This is a wonderful idea founded on solid research with a nice implementation. It iw a well-estblished idea elsewhere: e.g., SelectKBest.
But I find some variables that are clearly, consistently helpful (like earnings estimate revisions) with top buckets that are very significantly elevated on a rank performance test. The factors are significant in a practical and statistical sense yet are zero with this metric.
Why?
-
I am fooled and features I thought were important are useless in reality.
-
The NAs create enough noise that the importance of the top buckets is masked for the mutual_information_regression metric.
I am sure it is the latter. The NAs affecting the rank performance test has been a continuous problem that has been difficult to solve. But with tree based models you have a trivial solution.
The link to the solution is here: Suggestions for improvements - #5
I note @pitmaster gave the idea a thumbs up. Without involving me you might contact Pitmaster and get his frank ideas. I am sure he would share his ideas on the topic with you. Think about it in greater depth.
To sumarize, making NAs into a negative rank completely separates them from the rest of the data, For tree models, this preserves meaningful information about NAs. A tree model can easily split out that data about NAs or include it when "deciding" whether to do a split.

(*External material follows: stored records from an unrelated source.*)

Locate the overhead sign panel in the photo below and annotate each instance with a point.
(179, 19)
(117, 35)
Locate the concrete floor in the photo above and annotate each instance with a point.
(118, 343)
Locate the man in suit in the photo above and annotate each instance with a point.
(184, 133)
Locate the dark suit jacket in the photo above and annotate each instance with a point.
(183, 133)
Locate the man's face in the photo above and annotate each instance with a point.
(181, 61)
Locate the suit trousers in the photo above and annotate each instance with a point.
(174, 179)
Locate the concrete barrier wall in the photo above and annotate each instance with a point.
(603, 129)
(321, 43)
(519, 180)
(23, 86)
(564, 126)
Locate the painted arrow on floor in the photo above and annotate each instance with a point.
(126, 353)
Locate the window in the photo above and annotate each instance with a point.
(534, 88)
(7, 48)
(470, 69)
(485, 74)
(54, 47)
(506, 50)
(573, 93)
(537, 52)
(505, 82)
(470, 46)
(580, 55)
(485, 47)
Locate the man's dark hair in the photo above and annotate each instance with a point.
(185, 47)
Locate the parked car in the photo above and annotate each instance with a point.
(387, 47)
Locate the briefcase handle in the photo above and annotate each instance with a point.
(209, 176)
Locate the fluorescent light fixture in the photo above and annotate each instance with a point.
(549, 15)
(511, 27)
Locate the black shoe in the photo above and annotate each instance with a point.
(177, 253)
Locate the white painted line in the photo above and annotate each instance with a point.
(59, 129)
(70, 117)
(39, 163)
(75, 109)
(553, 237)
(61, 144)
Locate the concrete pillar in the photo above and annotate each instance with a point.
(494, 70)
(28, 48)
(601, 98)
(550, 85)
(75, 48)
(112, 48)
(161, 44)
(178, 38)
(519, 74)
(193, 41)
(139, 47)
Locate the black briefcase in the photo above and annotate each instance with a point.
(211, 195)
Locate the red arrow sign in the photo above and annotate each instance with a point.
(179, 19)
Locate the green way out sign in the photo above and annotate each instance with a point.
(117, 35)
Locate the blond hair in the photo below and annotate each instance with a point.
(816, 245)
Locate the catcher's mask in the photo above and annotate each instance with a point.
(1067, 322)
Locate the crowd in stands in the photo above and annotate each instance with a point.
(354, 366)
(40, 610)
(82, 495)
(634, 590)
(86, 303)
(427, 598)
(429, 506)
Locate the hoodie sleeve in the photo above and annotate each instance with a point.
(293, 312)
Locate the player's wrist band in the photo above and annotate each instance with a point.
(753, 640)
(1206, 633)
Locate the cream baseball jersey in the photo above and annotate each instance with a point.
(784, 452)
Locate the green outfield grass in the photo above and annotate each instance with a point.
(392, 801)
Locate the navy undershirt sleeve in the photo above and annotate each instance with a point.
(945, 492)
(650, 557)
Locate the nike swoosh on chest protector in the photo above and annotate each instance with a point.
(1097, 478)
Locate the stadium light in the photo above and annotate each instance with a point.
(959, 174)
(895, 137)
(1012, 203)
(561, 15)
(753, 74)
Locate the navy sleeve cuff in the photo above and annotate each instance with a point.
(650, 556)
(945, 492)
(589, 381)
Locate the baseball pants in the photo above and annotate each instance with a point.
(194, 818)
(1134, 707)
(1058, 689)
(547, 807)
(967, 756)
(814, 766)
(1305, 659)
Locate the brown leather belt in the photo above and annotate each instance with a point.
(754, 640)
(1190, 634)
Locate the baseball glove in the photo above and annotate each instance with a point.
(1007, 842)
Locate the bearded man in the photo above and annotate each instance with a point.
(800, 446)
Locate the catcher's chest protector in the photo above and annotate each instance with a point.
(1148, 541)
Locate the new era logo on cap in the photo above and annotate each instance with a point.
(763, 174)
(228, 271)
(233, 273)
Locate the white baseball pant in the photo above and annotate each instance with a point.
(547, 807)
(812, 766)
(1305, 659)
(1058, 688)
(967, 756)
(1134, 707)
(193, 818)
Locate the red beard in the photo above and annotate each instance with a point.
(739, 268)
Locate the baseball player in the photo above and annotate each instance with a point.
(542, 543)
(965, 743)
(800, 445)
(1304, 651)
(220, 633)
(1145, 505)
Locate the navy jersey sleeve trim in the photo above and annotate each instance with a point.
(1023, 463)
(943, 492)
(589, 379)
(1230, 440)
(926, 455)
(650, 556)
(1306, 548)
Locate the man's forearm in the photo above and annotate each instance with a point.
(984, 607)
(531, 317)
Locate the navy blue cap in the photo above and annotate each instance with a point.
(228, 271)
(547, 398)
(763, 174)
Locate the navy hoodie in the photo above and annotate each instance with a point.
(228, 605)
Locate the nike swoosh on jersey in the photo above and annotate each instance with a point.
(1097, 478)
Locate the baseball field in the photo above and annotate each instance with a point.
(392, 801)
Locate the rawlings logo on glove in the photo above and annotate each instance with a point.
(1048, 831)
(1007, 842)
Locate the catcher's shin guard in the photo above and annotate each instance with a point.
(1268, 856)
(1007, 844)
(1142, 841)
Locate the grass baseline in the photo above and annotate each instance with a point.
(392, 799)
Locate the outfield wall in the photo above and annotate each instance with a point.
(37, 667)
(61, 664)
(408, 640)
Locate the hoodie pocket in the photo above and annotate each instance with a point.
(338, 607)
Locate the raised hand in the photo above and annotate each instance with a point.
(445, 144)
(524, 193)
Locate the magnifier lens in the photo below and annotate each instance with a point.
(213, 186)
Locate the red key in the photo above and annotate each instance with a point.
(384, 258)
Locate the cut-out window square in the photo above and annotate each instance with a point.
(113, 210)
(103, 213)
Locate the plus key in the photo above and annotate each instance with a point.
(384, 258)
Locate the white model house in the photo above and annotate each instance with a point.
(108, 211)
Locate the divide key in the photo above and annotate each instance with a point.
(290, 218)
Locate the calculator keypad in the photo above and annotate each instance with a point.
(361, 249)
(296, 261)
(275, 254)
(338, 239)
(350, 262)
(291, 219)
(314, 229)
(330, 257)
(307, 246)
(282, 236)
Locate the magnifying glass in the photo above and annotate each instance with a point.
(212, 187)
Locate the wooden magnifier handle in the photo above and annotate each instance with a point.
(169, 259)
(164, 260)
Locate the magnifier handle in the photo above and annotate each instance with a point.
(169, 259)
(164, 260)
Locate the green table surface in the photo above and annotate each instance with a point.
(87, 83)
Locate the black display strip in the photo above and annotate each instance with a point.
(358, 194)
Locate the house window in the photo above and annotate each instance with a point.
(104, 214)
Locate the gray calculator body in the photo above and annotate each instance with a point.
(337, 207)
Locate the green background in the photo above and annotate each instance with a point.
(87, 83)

If Pitmaster really the after thinking about it for a while, it could solve a lot of continuous problems that will keep popping up. Or maybe he will find a problem I have not thought of with my idea. I would be happy to join any discussion with your AI expert, Pitmaster, bobmc and others if you pursue this idea further.
For example one example of a particular feature that would benefit, implementing SelectKBest. is absolutely brilliant!!! Of course, it would be nice if it worked to separate out meaningless features with no information (as it was designed to do). I think the NAs are the problem.
Of course, i might be missing something about mutual_information_regression and if so I would love to better understand.
Jim